死ぬ程洒落にならない怖い話を集めてみない?278

119 :ひつまぶし 1/9:2011/08/30(火) 02:14:38.18 ID:U1+NPuJS0
普通の精神疾患は脳の内分泌異常が原因なので、現代の精神医学は薬物療法が主流なのね。
(認知行動療法もまあまあエビデンスがあって使われてるけど)
でも、薬物療法が効かなかったり、西洋医学不信がある一部の患者が、
『心理療法家』みたいなのを頼ったりする。

で、私の知り合いに副業でそうした『心理療法家』をしている人がいるのだが、
この人がいわゆるユング派の療法家なのです。
ユング派の人はオカルトがかってるのが普通らしくて、この療法家のKさんが十数年前に体験した話なんだそうだが、
ちょっと興味深い話を聞かせてもらったので。


121 :ひつまぶし 2/9:2011/08/30(火) 02:16:45.80 ID:U1+NPuJS0
あるとき、KさんのところにSさんという女性が相談に訪れた。
Sさんは、小学校低学年のころに母親が再婚したのだが、
その義父が程なくしてSさんを性的に虐待するようになったそうだ。
そして、Sさんは義父の性暴力の恐怖から逃れるためにか、家にいるときには空想にふけりがちというか、
幼稚園児くらいの小さな女の子によくいるように、見えないお友達と仲良くするようになったらしい。
義父が来るのが夜だったので夜の恐怖を紛らわすためか、
寝る前に『ボ○○』という名前の竜が寝室にやってきて、寝るまでお話をするんだそうだが、
その見えないお友達は、童話の『エルマーとりゅう』に出てくるような姿形をした竜で、
本人にはそれが空想だという自覚はあるんだが、凄いリアルにまさにそこにいるのが見えるのだったそうだ。

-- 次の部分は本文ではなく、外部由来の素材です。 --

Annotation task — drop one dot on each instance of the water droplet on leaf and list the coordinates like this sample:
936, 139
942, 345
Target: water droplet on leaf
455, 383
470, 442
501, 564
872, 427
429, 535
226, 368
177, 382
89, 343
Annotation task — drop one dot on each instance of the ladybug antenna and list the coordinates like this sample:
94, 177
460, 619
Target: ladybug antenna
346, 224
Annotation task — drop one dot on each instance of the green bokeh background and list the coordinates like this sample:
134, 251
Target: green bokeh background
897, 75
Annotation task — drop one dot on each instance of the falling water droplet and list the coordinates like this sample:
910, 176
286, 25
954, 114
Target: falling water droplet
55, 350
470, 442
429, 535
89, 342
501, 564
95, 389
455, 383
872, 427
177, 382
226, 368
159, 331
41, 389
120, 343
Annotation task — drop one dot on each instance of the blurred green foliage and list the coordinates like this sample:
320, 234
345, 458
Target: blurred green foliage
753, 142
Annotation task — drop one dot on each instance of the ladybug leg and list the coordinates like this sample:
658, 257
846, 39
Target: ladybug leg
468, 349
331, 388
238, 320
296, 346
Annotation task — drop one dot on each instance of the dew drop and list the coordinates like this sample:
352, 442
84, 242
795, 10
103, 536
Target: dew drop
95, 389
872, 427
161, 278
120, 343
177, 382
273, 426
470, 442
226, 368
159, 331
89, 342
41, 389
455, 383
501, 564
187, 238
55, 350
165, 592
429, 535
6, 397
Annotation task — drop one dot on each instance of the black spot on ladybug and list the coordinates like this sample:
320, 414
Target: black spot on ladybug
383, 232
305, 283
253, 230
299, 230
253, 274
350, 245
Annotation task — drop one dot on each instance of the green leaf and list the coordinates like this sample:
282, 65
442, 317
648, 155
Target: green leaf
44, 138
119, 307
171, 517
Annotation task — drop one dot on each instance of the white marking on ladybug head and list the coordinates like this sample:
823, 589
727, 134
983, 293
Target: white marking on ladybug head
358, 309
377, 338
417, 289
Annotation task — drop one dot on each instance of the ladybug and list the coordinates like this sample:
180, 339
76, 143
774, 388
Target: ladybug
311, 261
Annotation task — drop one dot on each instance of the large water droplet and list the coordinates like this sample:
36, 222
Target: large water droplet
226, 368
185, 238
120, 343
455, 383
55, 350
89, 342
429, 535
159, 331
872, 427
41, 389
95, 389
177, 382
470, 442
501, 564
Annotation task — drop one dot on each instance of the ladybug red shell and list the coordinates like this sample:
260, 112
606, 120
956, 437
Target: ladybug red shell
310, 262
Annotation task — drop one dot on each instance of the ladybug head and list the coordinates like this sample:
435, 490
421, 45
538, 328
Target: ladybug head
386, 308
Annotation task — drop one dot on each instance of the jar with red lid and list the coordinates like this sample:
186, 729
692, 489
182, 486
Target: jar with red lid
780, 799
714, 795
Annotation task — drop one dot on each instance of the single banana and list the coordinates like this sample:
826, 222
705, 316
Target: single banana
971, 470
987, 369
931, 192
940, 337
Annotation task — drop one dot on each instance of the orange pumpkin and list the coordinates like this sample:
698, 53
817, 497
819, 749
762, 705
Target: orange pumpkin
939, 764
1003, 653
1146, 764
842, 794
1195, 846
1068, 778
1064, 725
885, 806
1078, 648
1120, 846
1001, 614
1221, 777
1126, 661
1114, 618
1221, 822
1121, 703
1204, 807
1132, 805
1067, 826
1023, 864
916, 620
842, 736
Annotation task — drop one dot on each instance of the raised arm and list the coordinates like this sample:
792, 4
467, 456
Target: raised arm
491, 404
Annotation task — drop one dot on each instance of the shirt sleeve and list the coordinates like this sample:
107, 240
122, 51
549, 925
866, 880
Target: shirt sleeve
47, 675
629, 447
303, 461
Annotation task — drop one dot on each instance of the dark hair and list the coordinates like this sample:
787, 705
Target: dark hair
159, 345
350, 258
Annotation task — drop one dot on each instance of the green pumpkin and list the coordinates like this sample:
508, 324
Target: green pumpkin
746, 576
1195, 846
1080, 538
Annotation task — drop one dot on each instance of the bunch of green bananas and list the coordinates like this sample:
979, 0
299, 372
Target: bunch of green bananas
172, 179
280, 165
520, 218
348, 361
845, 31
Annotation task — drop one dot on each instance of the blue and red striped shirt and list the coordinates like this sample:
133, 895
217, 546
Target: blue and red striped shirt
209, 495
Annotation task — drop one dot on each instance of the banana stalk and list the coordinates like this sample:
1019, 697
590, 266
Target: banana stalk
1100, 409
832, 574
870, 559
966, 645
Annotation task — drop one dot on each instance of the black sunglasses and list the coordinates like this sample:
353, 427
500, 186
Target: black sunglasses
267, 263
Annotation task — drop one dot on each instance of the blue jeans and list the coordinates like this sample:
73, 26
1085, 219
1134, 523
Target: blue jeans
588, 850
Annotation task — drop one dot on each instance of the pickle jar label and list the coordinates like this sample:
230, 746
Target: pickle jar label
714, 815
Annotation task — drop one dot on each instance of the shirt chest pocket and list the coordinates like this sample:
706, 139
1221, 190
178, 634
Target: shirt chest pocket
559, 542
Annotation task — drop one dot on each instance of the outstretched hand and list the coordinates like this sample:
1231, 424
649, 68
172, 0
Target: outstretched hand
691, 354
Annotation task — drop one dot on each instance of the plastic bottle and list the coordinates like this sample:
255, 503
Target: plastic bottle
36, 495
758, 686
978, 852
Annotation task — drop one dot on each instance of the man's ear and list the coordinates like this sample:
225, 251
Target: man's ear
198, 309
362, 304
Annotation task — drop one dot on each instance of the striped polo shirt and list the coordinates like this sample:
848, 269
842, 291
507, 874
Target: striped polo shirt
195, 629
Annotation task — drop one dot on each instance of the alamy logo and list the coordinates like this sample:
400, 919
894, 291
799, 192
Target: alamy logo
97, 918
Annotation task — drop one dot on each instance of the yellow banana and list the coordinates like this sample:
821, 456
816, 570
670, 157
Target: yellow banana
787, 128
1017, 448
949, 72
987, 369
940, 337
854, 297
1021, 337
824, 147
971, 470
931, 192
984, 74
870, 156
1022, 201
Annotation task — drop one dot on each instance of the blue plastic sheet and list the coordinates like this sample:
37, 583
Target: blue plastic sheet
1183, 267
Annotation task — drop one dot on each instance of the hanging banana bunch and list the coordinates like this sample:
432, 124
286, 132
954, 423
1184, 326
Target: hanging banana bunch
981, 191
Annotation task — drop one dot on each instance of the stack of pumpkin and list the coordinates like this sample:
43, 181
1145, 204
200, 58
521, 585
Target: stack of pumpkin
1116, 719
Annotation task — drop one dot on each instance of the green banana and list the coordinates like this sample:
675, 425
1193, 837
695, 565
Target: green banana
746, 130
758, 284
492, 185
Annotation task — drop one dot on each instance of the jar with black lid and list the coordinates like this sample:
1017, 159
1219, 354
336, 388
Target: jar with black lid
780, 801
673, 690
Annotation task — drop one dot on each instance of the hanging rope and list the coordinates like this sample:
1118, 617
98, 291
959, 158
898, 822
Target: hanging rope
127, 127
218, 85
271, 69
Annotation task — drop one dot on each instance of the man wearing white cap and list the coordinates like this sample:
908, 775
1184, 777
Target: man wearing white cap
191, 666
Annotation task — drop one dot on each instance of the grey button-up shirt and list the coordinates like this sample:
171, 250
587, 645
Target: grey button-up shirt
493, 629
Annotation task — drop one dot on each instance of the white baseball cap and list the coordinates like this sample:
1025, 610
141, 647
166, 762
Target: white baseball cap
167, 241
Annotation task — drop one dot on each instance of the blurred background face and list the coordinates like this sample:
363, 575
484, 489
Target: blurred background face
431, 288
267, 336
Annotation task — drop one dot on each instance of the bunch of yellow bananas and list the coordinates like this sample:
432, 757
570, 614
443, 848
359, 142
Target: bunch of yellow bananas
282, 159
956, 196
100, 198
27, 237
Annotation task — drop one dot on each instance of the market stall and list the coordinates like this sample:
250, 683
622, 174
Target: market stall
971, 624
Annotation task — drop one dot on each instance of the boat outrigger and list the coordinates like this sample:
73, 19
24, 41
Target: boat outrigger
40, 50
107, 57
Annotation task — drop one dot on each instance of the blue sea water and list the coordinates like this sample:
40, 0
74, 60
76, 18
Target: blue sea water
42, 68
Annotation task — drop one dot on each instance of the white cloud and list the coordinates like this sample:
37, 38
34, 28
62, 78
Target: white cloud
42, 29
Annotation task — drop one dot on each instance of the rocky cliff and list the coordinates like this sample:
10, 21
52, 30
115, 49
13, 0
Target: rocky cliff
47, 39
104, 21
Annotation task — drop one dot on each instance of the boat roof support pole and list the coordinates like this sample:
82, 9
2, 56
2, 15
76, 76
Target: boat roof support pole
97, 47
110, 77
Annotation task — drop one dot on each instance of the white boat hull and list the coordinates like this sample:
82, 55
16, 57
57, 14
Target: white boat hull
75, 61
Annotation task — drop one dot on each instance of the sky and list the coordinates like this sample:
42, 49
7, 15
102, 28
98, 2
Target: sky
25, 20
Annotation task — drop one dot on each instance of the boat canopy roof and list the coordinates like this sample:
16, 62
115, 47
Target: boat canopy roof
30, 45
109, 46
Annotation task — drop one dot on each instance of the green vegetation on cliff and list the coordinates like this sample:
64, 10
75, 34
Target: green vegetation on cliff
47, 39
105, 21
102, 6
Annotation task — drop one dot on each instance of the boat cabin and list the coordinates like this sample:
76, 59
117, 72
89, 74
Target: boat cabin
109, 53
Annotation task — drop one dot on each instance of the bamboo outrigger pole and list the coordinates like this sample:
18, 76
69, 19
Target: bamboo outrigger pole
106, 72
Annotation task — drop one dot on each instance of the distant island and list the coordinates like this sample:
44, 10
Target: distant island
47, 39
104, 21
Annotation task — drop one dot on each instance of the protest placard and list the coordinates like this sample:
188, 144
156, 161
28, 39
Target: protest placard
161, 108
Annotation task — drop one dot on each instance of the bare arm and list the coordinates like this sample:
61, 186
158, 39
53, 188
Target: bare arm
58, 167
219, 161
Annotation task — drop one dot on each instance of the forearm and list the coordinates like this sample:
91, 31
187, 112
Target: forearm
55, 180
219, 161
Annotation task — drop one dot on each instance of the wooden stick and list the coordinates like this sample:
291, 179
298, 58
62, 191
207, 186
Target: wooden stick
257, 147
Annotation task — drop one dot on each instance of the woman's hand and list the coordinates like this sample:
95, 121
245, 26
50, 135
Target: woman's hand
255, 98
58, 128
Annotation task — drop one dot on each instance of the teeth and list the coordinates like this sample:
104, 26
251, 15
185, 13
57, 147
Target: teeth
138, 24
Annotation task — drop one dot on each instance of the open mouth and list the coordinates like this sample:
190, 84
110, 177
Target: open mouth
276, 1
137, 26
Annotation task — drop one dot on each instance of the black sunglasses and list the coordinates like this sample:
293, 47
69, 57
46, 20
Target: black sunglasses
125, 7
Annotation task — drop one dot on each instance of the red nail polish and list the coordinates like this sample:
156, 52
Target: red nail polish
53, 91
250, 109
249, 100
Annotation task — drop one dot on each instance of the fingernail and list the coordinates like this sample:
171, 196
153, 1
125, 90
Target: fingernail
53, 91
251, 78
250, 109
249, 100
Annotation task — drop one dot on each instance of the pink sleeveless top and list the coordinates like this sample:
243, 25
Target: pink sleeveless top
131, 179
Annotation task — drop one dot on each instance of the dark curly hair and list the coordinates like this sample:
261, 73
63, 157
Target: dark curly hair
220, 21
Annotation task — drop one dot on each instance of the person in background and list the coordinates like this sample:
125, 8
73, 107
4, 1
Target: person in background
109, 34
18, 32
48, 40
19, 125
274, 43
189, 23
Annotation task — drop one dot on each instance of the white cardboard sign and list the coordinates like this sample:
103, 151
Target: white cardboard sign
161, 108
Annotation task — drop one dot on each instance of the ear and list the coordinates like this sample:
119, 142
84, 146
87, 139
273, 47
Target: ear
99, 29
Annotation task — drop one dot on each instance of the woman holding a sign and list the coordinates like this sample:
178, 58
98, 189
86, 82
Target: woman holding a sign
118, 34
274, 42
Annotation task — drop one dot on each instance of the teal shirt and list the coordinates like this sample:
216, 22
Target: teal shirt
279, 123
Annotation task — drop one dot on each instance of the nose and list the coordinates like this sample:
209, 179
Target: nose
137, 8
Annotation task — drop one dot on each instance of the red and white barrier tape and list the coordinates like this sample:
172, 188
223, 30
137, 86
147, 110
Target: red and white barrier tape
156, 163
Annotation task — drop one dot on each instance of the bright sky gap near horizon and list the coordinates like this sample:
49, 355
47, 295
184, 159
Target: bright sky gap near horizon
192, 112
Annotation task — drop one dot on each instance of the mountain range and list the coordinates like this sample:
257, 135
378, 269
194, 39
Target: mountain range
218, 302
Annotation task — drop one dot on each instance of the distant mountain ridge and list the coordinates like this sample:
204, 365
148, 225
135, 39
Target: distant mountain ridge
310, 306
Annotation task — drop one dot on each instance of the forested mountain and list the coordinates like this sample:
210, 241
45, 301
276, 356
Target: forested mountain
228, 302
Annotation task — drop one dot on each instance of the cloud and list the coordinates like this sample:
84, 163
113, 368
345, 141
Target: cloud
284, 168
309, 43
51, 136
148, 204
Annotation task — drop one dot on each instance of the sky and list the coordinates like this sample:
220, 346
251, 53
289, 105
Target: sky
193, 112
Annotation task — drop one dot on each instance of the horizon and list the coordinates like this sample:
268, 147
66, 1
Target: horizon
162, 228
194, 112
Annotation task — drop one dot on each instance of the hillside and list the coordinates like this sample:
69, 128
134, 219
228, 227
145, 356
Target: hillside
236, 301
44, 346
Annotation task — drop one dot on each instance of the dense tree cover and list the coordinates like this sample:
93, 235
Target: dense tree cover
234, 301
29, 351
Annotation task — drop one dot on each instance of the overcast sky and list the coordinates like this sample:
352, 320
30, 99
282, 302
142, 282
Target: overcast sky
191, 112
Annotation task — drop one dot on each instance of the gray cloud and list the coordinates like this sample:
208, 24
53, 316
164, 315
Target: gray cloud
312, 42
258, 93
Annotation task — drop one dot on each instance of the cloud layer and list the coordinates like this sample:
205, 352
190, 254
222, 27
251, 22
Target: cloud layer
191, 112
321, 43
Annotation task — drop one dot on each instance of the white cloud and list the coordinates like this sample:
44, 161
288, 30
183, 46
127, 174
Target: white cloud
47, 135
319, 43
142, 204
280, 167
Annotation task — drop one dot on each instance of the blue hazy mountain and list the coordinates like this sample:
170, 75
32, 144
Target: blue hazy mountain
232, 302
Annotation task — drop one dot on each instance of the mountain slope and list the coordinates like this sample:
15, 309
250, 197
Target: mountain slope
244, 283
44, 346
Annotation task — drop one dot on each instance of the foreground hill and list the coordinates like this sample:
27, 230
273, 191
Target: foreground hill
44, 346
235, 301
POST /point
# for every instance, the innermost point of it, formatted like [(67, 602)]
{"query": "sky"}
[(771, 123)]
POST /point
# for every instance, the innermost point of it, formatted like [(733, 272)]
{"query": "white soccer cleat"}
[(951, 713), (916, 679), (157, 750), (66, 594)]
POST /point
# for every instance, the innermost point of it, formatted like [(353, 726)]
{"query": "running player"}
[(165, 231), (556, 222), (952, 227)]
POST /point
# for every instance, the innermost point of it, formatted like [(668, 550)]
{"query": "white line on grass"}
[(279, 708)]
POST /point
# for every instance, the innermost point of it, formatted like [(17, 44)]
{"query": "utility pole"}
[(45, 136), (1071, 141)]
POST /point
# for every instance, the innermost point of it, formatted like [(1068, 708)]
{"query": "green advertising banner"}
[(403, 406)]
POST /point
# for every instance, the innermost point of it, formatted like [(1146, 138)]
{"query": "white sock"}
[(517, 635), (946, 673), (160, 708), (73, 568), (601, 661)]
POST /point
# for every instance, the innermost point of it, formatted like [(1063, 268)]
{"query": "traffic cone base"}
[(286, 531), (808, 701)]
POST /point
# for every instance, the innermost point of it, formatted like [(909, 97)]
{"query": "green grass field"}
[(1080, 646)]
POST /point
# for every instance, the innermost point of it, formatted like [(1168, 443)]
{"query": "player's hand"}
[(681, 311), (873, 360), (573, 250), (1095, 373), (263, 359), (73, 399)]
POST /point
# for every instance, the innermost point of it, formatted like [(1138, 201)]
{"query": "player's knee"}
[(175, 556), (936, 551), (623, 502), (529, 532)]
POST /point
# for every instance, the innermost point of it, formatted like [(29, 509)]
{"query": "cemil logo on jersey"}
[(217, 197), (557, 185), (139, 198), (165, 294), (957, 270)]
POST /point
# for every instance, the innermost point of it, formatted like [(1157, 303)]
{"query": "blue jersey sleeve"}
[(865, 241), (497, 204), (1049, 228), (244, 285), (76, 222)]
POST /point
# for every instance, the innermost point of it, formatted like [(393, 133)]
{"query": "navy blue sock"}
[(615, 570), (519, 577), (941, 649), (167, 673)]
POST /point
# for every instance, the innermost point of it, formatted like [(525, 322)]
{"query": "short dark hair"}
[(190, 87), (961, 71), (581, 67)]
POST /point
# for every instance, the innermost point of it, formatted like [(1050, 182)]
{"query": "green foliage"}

122 :ひつまぶし 3/9:2011/08/30(火) 02:18:48.21 ID:U1+NPuJS0
で、理由は知らんが、彼女が高校に入る頃に義父が飛び込み自殺をした。
Sさんも義父から解放されて、全部を忘れて新しい人生が開けるんだと思ったそうだ。
見えないお友達のボ○○も(それが虐待からの現実逃避の産物だという自覚はSさんにもあったので)、
いなくなるんだと思った。

ところが、ボ○○はいなくならなかった。
義父の自殺によるゴタゴタが片付いた日の夜、ボ○○は寝室に現れて、
「ボクがアイツを喰ってやったんだよ」と言ったそうだ。
訪問頻度はぐっと減ったものの、ボ○○は夜になると時折やってきた。
Sさんも、義父が死んで解放されてからだいぶ明るくなり、
思春期だということもあって、高校の同級生とかにときめくことがあった。
だが、日中に何かそういうことがあると、その晩にはボ○○がやってくる。
で、「君に近づく奴はみんな喰ってやる!」というんだと。
しかも、何回目か以降には、ボ○○が(嫉妬なのか?)怒り狂って、
彼女を爪やなんかで傷つけるようになったそうだ。
ボ○○との会話は夢現でのことらしく、
しかし朝起きると、身体のまさにボ○○にやられたところに、なぜだかひどい引っかき傷(時には裂傷)がある。
彼女はそのことにひどく怯えたのだが、しばらくするとそういうこともなくなった。


126 :ひつまぶし 4/9:2011/08/30(火) 02:21:10.04 ID:U1+NPuJS0
ボ○○の記憶が生々しかった高校中はデートもしなかったそうだが、(おかげで勉強に集中できたということなのか)
彼女はいい大学に進学した。
ボ○○の記憶も薄れて、彼氏もできた。
大学卒業を期にその彼氏と結婚して専業主婦になり、子供を息子と娘との2人産んだ。

ところが、30代半ばを過ぎた頃(つまりSさんが療法家のKさんに相談に来た頃)に、
旦那さんが飛び込み自殺をした。
そして、旦那さんの葬儀などを終えたその日の晩に、十数年ぶりにボ○○が現れた。
「ボクがアイツを喰ってやったんだよ」といったそうだ。
そして、また毎日ボ○○が寝室にやってくるようになった。
Sさんは久しぶりのボ○○に忘れかけていた昔を思い出させられたせいか、非常な嫌悪を覚え、
「二度と来ないで!」とボ○○に対して言った。
するとボ○○は、Sさんの不実(?)をなじり、毎日彼女を責め立てるようになった。
夫の自殺と相俟ってSさんは自殺を考え、ボ○○はそれを「いい考えだね!」と嬉しそうにいう。
そして、焦燥していくSさんを見かねた(ボ○○についてはなにも知らない)知人がKさんを紹介した。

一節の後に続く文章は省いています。